The opening also tells the reader what kind of story "Bedlam" will be - horror and mystery, with its feet planted in realism, while donning the sartorial shorthand of superheroes, including the mask, with all the themes of identity and public vs. private that come with that scrap of clothing.

Riley Rossmo's art grasps the polar demands of Spencer's script, moving ably between silence and noise, past and present, television and flesh and blood. In the opening pages, Rossmo draws bedlam -- panic, madness and violence - to operatic effect. Madder Red's choice of an orchestra/theater space for his slaughter is a clever detail, as is his reference to singing.

As a villain, Madder Red outdoes even The Joker in his exultation in the ecstasy of drama and the aesthetics of violence. There's a lot of blood, but gore is not the point, and Rossmo's stylized art is a good fit for Spencer's intentions. The contrasts and simplicity of Jean-Paul Osuka's black, white, red and green palette not only complement Rossmo's art, but further reinforce Spencer's emphasis on theater and its duality of comedy and tragedy.

The Joker and Dexter Morgan are Madder Red's closest criminal cousins, and he combines features of both killers, villain and antihero in one. He has a civilian life, however bare, but he is barely functional within it. He has some vestige of a conscience and is an intellectual. Also, like Sherlock Holmes, human suffering does not motivate him, but problem-solving draws his desire "to help."

Despite being more muted in color and visual sound, the present-day, Fillmore Press parts of "Bedlam" #1 are more memorable and original than those with Madder Red. Spencer's dialogue for Press is spellbinding, and unlike anything he's written before. As Press says his lines, the reader hears his intelligence, his irony, the high pitch of his voice and the excitable, twitchy rhythms of his speech.

When Madder Red/Fillmore Press isn't talking, the story drags, but the press conference and TV voiceovers do advance the backstory.

Rossmo's character design dovetails with Spencer's dialogue.
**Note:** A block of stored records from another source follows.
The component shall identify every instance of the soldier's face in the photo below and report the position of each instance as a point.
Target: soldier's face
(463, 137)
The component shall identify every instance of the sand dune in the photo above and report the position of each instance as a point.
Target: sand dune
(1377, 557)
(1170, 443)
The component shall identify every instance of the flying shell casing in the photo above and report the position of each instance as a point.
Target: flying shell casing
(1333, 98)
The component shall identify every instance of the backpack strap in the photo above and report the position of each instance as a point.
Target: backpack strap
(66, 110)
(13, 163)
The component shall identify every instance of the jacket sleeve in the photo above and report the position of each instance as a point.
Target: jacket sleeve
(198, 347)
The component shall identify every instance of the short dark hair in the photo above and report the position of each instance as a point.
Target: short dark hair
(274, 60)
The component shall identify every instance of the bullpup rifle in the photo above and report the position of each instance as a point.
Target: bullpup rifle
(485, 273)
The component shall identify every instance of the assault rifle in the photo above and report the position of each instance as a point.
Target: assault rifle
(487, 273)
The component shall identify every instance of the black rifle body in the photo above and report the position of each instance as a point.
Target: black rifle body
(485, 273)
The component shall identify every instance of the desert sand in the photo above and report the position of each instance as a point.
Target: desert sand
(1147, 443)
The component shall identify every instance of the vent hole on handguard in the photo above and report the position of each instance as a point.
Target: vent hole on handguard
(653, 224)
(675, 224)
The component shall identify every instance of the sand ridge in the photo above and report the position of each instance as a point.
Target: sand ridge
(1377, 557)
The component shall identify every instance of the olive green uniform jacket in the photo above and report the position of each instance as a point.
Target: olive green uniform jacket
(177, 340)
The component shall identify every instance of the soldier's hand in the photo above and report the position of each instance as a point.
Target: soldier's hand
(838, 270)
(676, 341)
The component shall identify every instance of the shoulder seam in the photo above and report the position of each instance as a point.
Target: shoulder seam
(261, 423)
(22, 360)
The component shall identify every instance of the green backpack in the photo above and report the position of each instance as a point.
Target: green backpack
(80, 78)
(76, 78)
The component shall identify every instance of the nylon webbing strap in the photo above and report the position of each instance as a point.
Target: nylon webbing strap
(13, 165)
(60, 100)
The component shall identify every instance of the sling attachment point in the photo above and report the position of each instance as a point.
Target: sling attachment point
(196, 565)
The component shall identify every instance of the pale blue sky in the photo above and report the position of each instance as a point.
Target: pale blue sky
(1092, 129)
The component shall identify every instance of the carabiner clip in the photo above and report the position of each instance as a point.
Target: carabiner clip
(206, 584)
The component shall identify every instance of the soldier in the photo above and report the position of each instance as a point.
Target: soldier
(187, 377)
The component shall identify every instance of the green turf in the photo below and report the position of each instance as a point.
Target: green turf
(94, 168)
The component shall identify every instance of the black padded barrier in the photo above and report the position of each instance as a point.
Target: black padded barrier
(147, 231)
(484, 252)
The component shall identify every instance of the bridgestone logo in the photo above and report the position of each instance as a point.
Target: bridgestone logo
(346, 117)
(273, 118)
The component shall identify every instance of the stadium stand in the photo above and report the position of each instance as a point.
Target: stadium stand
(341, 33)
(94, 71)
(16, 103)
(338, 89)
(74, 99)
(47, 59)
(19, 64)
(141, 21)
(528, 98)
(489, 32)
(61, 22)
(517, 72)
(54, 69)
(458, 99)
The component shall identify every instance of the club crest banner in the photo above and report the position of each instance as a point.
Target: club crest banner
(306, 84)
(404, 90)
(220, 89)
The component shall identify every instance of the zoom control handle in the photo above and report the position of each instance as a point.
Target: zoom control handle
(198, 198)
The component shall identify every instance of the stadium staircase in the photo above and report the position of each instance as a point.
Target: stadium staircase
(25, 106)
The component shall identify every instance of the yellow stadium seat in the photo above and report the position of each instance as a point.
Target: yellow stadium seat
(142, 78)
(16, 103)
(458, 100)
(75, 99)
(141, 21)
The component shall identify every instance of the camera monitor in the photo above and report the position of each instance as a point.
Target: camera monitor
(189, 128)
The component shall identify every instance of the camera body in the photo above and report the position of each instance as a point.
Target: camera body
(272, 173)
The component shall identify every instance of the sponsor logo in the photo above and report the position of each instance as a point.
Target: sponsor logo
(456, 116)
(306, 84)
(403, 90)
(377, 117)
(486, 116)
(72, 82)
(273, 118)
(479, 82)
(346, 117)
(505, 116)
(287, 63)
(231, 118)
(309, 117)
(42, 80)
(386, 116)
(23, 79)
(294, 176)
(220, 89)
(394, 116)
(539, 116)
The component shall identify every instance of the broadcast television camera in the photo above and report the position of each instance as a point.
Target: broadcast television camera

Press' thin physique and large features fit his Joker-like nervous energy, and Rossmo's design of Madder Red costume is a cross between a skeleton and a clown. Appropriately, both "Bedlam" #1 and its antihero have an uncomfortable, macabre sense of humor.

When Press needs to make a phone call, his interaction with a salesman is one of the funniest things I've read all year. Momentarily, Press is a likable oddball, but then Spencer twists things around in the following scene, which is visceral and creepy. Rossmo makes Press' actions believable with facial features, body language and visual rhythm. The response of Press' adversaries is believable, too. Isn't it the things we don't understand, but must acknowledge, that are the most terrifying?

"Bedlam" #1 showcases Spencer's gifts for concept, dialogue and mystery as well as Rossmo's skills with mood and pacing, and it's a promising mix of concept and character, creepy and clever, funny and grotesque.